Recent character image animation methods based on diffusion models, such as Animate Anyone, have made significant progress in generating consistent and generalizable character animations. However, these approaches fail to produce reasonable associations between characters and their environments. To address this limitation, we introduce Animate Anyone 2, aiming to animate characters with environment affordance. Beyond extracting motion signals from source video, we additionally capture environmental representations as conditional inputs. The environment is formulated as the region with the exclusion of characters and our model generates characters to populate these regions while maintaining coherence with the environmental context. We propose a shape-agnostic mask strategy that more effectively characterizes the relationship between character and environment. Furthermore, to enhance the fidelity of object interactions, we leverage an object guider to extract features of interacting objects and employ spatial blending for feature injection. We also introduce a pose modulation strategy that enables the model to handle more diverse motion patterns. Experimental results demonstrate the superior performance of the proposed method.
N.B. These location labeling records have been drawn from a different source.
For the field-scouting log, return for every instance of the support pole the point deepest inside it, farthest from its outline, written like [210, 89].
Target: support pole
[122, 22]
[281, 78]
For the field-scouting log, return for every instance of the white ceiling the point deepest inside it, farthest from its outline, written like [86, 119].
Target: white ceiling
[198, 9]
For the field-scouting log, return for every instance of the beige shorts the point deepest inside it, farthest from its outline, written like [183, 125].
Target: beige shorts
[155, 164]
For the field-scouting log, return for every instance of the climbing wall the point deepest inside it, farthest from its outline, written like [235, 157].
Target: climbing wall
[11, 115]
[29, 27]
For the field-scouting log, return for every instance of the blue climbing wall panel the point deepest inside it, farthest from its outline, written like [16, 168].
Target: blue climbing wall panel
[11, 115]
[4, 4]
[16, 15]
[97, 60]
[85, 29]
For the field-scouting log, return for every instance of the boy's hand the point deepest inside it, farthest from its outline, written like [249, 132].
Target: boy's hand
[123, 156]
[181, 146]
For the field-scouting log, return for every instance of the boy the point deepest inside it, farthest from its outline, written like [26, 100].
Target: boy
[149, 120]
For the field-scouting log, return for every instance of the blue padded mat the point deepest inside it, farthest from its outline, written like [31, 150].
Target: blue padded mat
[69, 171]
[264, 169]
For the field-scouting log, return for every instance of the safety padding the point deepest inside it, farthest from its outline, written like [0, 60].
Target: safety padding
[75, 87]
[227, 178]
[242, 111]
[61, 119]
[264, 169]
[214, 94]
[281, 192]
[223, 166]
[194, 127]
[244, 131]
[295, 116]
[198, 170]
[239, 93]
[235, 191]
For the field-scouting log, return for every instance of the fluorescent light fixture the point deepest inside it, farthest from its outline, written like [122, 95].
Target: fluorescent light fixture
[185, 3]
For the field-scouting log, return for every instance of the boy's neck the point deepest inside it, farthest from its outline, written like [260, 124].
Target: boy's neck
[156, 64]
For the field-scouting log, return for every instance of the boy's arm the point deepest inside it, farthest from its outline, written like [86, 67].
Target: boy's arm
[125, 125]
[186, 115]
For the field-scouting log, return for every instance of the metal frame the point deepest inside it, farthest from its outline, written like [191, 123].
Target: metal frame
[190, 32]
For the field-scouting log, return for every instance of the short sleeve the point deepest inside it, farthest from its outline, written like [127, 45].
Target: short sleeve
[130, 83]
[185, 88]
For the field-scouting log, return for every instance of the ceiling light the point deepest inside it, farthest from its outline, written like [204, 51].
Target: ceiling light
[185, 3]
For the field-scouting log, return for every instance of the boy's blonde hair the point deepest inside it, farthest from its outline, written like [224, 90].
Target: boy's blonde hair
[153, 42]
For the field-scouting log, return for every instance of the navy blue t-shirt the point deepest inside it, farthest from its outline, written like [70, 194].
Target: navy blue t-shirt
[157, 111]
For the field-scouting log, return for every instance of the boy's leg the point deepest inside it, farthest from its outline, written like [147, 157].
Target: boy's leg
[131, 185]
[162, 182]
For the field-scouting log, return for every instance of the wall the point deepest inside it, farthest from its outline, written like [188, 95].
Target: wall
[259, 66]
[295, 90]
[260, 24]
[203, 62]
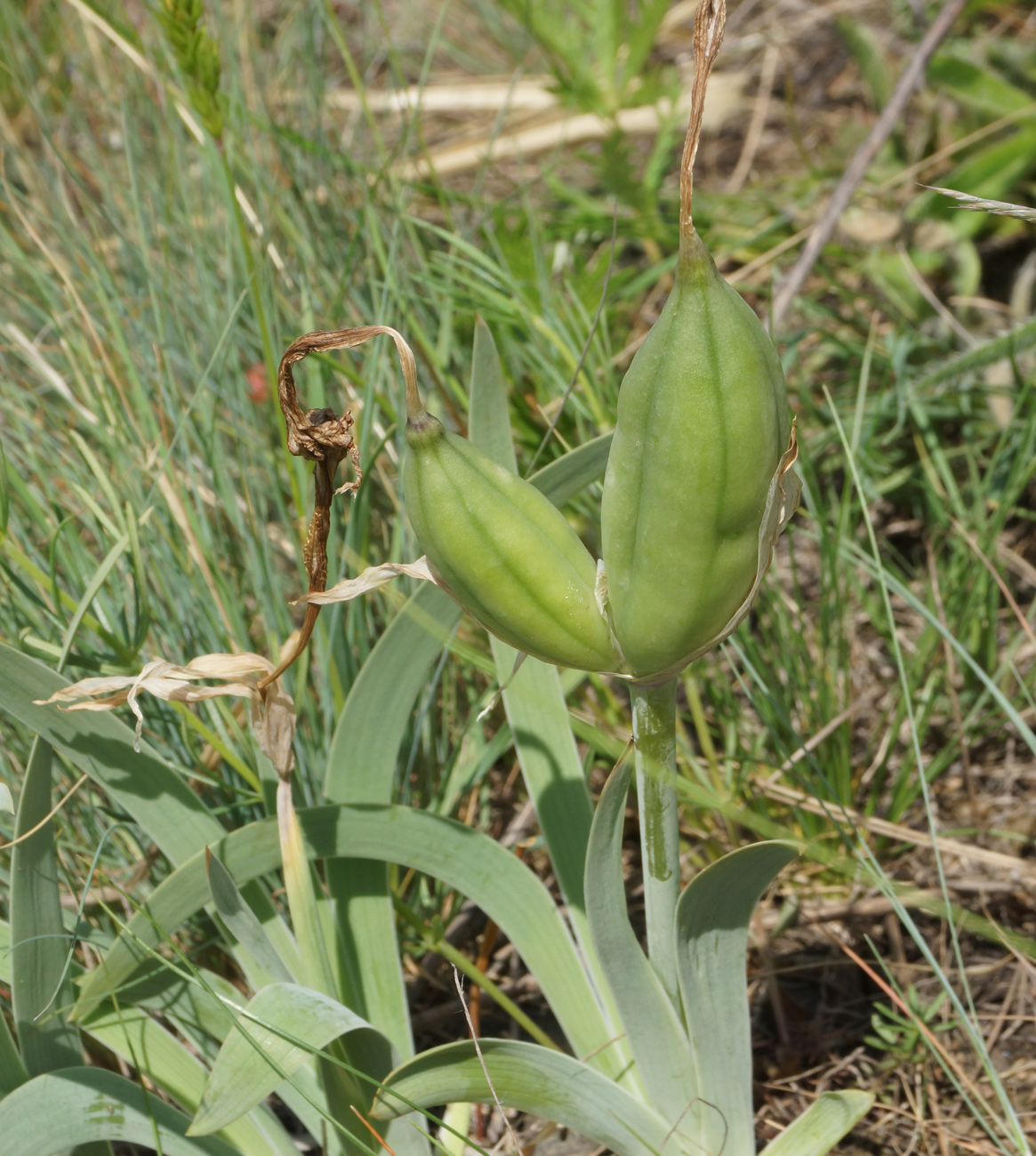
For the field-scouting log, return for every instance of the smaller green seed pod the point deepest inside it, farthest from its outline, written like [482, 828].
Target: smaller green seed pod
[502, 550]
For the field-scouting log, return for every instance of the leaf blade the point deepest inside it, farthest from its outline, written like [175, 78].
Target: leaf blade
[711, 933]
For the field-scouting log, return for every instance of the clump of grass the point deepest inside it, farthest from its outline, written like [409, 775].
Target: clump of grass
[143, 451]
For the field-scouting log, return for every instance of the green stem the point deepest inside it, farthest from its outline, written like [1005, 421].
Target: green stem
[655, 751]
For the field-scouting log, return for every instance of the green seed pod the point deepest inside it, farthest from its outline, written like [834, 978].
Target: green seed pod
[502, 550]
[698, 482]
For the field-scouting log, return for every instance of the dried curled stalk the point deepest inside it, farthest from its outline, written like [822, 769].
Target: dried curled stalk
[322, 438]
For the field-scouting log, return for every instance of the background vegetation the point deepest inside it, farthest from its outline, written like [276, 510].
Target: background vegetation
[174, 212]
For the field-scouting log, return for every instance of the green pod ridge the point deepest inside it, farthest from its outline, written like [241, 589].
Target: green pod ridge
[503, 550]
[697, 484]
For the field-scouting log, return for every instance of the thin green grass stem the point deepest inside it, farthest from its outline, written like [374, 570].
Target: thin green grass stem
[655, 752]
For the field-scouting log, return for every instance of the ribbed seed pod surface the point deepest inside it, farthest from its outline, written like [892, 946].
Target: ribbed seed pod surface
[701, 431]
[503, 550]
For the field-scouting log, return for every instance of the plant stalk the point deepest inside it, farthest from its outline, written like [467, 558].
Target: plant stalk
[655, 751]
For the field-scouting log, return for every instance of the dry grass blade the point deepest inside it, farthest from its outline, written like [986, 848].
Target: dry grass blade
[1017, 867]
[982, 205]
[724, 100]
[866, 153]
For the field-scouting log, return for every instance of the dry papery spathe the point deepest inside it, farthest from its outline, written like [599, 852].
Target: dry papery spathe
[272, 713]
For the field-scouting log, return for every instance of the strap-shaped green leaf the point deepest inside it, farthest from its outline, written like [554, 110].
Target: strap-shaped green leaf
[823, 1125]
[652, 1027]
[139, 1040]
[277, 1032]
[711, 941]
[570, 473]
[242, 923]
[534, 1080]
[73, 1106]
[488, 420]
[39, 944]
[534, 698]
[361, 767]
[469, 860]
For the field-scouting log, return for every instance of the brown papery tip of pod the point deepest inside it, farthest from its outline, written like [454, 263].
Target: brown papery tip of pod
[422, 428]
[709, 23]
[695, 262]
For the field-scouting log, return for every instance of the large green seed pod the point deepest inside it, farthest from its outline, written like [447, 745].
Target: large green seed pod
[695, 484]
[503, 550]
[698, 482]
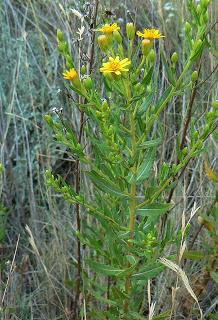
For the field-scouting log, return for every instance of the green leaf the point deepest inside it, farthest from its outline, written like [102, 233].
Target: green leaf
[145, 104]
[154, 210]
[214, 276]
[194, 255]
[150, 271]
[145, 167]
[163, 315]
[163, 97]
[108, 270]
[147, 78]
[106, 185]
[169, 72]
[150, 143]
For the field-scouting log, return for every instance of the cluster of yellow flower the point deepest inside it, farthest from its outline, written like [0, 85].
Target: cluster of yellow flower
[116, 65]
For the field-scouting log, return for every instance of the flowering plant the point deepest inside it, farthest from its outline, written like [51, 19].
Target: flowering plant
[127, 194]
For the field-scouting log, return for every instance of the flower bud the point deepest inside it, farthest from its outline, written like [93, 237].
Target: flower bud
[151, 56]
[174, 57]
[88, 84]
[69, 61]
[103, 42]
[194, 76]
[104, 105]
[130, 30]
[215, 104]
[48, 119]
[60, 35]
[188, 27]
[83, 70]
[146, 46]
[117, 37]
[199, 145]
[196, 134]
[185, 151]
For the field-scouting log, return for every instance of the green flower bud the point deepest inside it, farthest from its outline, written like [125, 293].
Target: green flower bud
[199, 9]
[194, 76]
[185, 151]
[104, 105]
[130, 30]
[60, 35]
[174, 167]
[83, 70]
[188, 27]
[103, 42]
[205, 17]
[196, 134]
[1, 168]
[199, 145]
[206, 130]
[197, 45]
[69, 61]
[88, 84]
[117, 37]
[151, 56]
[174, 57]
[146, 46]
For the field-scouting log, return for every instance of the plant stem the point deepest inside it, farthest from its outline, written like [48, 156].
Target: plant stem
[132, 204]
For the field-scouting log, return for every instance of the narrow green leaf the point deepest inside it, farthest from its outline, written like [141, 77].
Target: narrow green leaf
[163, 315]
[163, 97]
[145, 167]
[145, 104]
[148, 272]
[106, 185]
[214, 276]
[108, 270]
[194, 255]
[169, 72]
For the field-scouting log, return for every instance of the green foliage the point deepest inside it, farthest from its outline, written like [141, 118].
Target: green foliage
[128, 198]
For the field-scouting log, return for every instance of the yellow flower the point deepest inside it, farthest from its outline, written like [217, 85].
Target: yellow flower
[108, 28]
[150, 34]
[70, 74]
[115, 66]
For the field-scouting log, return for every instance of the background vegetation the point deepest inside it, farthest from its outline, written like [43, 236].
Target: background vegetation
[37, 267]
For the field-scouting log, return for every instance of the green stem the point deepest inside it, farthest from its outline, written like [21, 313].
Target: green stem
[132, 203]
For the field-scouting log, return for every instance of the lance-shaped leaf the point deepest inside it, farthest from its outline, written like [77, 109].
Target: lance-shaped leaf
[150, 271]
[147, 78]
[150, 143]
[153, 211]
[106, 185]
[108, 270]
[145, 167]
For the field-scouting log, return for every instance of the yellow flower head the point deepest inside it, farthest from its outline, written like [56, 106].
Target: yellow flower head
[108, 29]
[70, 74]
[150, 34]
[115, 66]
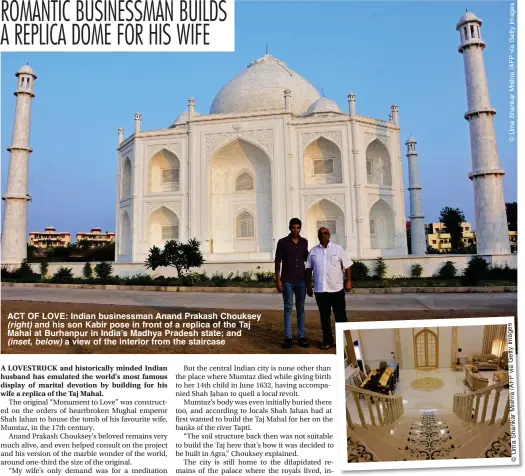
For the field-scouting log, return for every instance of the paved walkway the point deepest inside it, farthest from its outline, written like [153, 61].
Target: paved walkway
[358, 302]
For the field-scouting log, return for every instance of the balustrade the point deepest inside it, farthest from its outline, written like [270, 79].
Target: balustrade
[467, 406]
[378, 410]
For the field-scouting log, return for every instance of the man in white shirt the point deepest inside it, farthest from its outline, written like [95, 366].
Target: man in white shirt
[330, 265]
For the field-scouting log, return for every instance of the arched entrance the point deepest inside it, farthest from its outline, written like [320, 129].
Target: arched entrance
[163, 226]
[164, 172]
[382, 229]
[426, 349]
[240, 199]
[378, 169]
[124, 247]
[322, 163]
[326, 214]
[126, 180]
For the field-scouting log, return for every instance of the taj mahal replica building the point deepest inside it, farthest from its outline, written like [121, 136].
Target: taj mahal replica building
[270, 149]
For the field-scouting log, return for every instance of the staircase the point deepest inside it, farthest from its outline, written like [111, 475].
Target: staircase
[383, 431]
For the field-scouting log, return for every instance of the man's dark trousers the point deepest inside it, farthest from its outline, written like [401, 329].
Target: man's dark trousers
[326, 302]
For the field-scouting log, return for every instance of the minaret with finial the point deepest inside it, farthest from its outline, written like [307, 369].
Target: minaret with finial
[492, 234]
[417, 219]
[14, 229]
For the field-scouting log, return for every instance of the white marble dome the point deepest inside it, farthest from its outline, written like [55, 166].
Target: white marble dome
[182, 119]
[260, 87]
[323, 105]
[468, 17]
[26, 69]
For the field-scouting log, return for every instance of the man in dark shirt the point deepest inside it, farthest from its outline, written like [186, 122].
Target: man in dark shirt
[292, 251]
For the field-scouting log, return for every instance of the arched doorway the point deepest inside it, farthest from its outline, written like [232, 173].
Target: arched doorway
[382, 229]
[326, 214]
[426, 349]
[163, 226]
[240, 219]
[322, 163]
[126, 180]
[164, 172]
[125, 234]
[378, 169]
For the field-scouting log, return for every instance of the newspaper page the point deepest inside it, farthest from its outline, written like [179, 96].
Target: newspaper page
[273, 238]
We propose Animate Anyone 2, which differs from previous character image animation methods that solely utilize motion signals to animate characters. Our approach additionally extracts environmental representations from the driving video, thereby enabling character animation to exhibit environment affordance.
The framework of Animate Anyone 2. We capture environmental information from the source video. The environment is formulated as regions devoid of characters and incorporated as model input, enabling end-to-end learning of character-environment fusion. To preserve object interactions, we additionally inject features of objects interacting with the character. These object features are extracted by a lightweight object guider and merged into the denoising process via spatial blending. To handle more diverse motions, we propose a pose modulation approach to better represent the spatial relationships between body limbs.
Animate Anyone 2 demonstrates remarkable capabilities in generating characters with contextually coherent environmental interactions, characterized by seamless character-scene integration and robust character-object interaction.
Animate Anyone 2 demonstrates robust capability in handling diverse and intricate motions, while ensuring character consistency and maintaining plausible interactions with the environmental context.
Animate Anyone 2 is capable of generating interactions between characters, ensuring the plausibility of their movements and coherence with the surrounding environment.
Viggle is capable of swapping characters in a video based on a provided character image, which is similar to the application scenario of our method. We compare our results with the latest Viggle V3. The outputs of Viggle demonstrate a rough blending of the characters with the environment, lack natural motion, and fail to capture the interaction between characters and the surroundings. In contrast, the results of our method exhibit higher fidelity.
MIMO is the most relevant method to our task setting, which decomposes videos into human, background and occlusion based on depth and composing these elements to generate character video. Our approach demonstrates superior robustness and finer detail preservation.